The ability of businesses to adapt to a post-COVID world may be a determinative factor in how states recover from the pandemic. Many gyms and fitness instructors have temporarily transitioned classes to popular telecommuting applications such as Zoom. Restaurants able to remain open increasingly rely on take-out and delivery orders as dine-in services are banned. And streaming companies are cementing their unique role as the central purveyor of entertainment.
The extent to which these shifts will persist once life is allowed to return to normal is unclear. But restaurants and retailers resuming operations may find it challenging to convince customers to revert to pre-COVID habits.

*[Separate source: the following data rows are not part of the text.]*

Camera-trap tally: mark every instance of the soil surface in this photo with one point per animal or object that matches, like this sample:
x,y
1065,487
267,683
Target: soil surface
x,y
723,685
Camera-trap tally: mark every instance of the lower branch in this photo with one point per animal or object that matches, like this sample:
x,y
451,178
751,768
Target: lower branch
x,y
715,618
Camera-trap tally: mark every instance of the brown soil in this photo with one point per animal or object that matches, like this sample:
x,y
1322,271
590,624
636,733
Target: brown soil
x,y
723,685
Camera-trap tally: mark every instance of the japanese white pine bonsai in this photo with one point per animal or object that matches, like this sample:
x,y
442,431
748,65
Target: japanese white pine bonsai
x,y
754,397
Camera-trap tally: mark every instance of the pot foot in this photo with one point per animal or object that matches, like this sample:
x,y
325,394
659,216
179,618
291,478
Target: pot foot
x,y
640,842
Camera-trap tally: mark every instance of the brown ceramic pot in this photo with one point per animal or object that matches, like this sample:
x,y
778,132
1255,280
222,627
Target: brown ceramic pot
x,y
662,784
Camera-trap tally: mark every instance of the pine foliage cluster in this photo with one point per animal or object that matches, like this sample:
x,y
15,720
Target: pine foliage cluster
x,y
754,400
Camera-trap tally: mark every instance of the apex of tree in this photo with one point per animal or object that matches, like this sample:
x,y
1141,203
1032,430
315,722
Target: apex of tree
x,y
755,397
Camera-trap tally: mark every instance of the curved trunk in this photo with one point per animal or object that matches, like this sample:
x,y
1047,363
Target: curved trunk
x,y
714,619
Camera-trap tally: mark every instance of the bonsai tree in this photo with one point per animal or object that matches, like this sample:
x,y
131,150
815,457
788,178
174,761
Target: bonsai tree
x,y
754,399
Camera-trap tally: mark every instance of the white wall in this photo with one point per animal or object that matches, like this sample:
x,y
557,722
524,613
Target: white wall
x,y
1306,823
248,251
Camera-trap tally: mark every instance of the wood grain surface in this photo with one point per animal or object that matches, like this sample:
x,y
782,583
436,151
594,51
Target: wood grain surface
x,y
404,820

Even before the pandemic, the hurdles to success for small businesses have been severe. A survey conducted by the Federal Reserve found that in 2017, just 57 percent of businesses with fewer than 500 employees were profitable.
"Retailers, their landlords, and suppliers were already responding to multiple industry-wide trends before the coronavirus struck, including tariffs, a shift in consumer demand from products to experiences, e-commerce, and the sharing economy," Tracy Hadden Loh, a scholar with the Brookings Institution's metropolitan policy program, wrote in a blog post. "The resulting strains were already motivating these players to innovate or exit. The coronavirus disruption simply accelerates the need to be creative and embrace new models."
The pot of money allocated by Congress to the Small Business Administration to extend a lifeline to struggling firms has almost entirely run dry. A survey from the group Main Street America found that 3.5 million small businesses are at risk of closing permanently in the next two months. Regarding their ability to adapt, Main Street noted that 63 percent of survey respondents could not even conduct sales through the internet.
"It's not surprising in a time of social distancing and stay-at-home orders that online shopping would be rising dramatically and represent a critical component to small business survivability during the pandemic," the group wrote, imploring that "minimizing permanent business closures is critical to downtown and district recovery."